Outcome measures for clinical care

Whether an individual patient is in rehabilitation as an inpatient or outpatient or participating in a clinical trial, sensitive and reliable outcome measures help determine the success of an intervention for walking.

Physiological measures

Walking speed over 10 m or 50 ft, 2- or 6-min walking distance and heart rate change from rest, a timed stand up and walk task, and measures of impairment such as the Berg balance scale, Fugl-Meyer motor assessment, and ASIA motor score provide quick and reliable measures relevant to walking after stroke or SCI (Steffen et al., 2002; Duncan et al., 2003b). These measures may be more sensitive to changes during a subacute intervention compared to a treatment in chronically disabled subjects. The Multiple Sclerosis Functional Composite scale includes a 25-foot timed walk that, with its other two measures, has proven valuable for clinical trials (Kalkers et al., 2000). Serial monitoring of walking speed can serve as both a measure and an incentive for progress during formal rehabilitation and for practice at home. Scales for spasticity, such as the Ashworth scale, are of no value as an outcome measure. Resistance to movement tested at a single joint while supine cannot be correlated with hypertonicity and impaired motor control during walking.

Time spent walking can be measured using an accelerometer that records activity (Coleman et al., 1999; Zhang et al., 2003). With well-designed software, accelerometers placed on the trunk, each thigh, and under each foot reveal both temporal aspects of the gait cycle and acceleration forces at key points in the step cycle, such as at toe off and initial swing. Figure 3.3 shows the step cycle from one foot accelerometer obtained using a commercial device, the Intelligent Device for Energy Expenditure and Physical Activity (IDEEA) system (MiniSun, Fresno, CA). Table 3.3 was calculated from gait cycle data recording from bilateral foot and thigh accelerometers.

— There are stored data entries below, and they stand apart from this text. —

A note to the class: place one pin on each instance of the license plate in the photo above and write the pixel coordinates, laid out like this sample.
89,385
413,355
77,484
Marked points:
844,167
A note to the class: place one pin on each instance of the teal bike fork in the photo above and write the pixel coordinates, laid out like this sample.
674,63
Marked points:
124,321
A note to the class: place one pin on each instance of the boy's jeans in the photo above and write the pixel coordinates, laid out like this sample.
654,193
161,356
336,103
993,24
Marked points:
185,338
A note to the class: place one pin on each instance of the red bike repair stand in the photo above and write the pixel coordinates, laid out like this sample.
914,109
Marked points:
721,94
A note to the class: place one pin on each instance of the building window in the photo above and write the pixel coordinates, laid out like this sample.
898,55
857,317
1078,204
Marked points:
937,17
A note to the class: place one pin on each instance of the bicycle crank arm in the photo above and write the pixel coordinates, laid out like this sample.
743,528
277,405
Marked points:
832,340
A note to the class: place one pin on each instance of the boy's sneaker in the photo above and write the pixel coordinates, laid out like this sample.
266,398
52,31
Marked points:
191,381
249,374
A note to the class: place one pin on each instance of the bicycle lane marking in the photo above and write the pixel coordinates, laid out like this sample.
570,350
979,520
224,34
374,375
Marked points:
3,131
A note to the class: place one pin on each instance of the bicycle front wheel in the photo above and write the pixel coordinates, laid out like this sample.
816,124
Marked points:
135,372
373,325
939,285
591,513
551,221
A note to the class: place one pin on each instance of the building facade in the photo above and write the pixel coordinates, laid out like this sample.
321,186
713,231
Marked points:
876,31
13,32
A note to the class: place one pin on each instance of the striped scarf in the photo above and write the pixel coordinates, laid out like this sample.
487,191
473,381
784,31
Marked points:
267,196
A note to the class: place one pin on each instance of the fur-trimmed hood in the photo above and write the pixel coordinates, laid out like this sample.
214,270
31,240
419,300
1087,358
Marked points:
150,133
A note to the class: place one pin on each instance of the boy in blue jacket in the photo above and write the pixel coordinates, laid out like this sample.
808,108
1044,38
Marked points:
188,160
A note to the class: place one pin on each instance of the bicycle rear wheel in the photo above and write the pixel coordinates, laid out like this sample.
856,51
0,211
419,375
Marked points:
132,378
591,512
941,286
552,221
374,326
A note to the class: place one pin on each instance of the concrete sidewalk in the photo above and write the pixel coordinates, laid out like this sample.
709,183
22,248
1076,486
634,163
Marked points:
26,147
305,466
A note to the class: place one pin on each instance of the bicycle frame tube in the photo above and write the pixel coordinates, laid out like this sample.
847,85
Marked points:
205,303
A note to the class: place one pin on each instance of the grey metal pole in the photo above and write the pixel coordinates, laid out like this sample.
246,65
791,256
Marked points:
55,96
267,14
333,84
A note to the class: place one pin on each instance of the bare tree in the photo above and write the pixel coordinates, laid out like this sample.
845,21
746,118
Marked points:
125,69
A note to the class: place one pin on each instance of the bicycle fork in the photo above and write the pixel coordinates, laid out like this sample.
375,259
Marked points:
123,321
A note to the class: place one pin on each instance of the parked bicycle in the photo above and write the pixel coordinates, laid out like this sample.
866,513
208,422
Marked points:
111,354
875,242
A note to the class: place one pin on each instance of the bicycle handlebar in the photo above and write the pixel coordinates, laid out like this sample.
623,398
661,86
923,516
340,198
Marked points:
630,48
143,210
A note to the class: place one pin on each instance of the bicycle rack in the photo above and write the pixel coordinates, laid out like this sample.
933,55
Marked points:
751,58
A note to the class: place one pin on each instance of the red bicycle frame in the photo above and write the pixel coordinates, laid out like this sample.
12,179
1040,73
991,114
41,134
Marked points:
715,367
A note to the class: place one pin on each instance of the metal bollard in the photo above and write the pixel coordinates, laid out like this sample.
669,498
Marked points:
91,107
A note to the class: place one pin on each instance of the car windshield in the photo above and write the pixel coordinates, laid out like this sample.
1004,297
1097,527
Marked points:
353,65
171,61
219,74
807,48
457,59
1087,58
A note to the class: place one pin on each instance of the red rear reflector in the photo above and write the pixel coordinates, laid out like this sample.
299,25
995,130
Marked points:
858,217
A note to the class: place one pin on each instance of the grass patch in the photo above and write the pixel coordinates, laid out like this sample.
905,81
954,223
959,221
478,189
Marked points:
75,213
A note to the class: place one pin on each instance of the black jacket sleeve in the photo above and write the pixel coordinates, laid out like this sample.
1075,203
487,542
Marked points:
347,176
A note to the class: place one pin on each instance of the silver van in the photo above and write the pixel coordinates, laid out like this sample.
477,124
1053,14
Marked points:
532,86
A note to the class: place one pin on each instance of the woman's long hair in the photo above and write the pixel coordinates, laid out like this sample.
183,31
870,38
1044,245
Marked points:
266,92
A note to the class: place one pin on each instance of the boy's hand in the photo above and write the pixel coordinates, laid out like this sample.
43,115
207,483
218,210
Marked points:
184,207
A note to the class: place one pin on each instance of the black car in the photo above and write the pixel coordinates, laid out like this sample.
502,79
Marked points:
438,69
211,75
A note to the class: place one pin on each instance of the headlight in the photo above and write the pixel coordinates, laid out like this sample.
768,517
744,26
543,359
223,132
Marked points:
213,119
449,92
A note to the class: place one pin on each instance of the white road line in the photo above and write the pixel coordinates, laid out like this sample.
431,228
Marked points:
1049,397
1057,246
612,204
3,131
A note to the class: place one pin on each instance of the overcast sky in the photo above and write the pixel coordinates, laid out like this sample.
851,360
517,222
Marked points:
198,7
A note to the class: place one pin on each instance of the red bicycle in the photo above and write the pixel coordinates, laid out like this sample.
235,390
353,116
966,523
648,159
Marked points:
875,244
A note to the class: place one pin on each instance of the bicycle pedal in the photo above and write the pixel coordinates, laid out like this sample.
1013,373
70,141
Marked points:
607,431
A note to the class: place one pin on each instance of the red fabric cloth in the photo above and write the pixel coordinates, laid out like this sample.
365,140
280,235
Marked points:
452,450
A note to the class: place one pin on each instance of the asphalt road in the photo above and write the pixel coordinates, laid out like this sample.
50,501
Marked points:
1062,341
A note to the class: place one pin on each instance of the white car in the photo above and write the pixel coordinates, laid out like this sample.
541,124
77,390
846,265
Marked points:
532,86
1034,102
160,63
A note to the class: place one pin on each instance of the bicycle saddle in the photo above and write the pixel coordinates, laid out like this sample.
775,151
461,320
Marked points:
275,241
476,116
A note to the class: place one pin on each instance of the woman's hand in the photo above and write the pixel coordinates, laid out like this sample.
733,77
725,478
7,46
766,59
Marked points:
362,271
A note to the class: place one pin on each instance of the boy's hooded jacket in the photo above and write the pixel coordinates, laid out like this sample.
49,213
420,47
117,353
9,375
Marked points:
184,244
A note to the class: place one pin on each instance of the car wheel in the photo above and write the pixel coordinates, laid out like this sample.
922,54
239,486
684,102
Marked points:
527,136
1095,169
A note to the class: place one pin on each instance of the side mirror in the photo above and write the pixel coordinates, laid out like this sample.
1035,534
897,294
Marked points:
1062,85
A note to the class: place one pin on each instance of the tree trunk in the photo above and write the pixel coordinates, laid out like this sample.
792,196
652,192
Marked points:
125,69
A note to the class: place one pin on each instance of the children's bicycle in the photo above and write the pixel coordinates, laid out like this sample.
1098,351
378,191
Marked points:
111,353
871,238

Functional neuroimaging may serve to reveal the nodes of the supraspinal networks that are engaged over the course of a training intervention. For example, near-infrared spectroscopy has assessed changes in M1S1 and premotor cortex that contribute to improved motor control during walking on a treadmill (Miyai et al., 2003). Using an ankle dorsiflexion fMRI activation paradigm, changes over time of gait training can be shown after SCI, stroke, and in children after hemispherectomy for epilepsy (Dobkin, 2000b; Dobkin et al., 2004; de Bode et al., 2005). These techniques may provide insight into the optimal duration of an intervention and the effects of medications on cortical representational plasticity. Ankle dorsiflexion or other active and passive leg movements may also be of value in discerning the completeness of a SCI and in determining the functional effects of a subcortical or spinal neural repair strategy.

Functional measures

The locomotor score (0-7) of the Functional Independence Measure (FIM) and of the Barthel Index (dependent, need help, independent) offer insight into the need for assistance and thus the burden of care related to walking. A measure such as the Walking Index for SCI (WISCI) takes into account the physical help, braces and assistive devices needed and reflects, in part, functional limitations (Ditunno and Ditunno, 2001). In the SCILT trial, the locomotor FIM and the WISCI correlated with lower extremity strength and walking speed. The Stroke Impact Scale and the physical activity portion of the SF-36 for any neurological disease may reveal how patients assess themselves for mobility tasks in everyday activities, which reflects health-related quality of life (Ware and Sherbourne, 1992; Vickrey et al., 1995, 2000; Duncan et al., 2003a).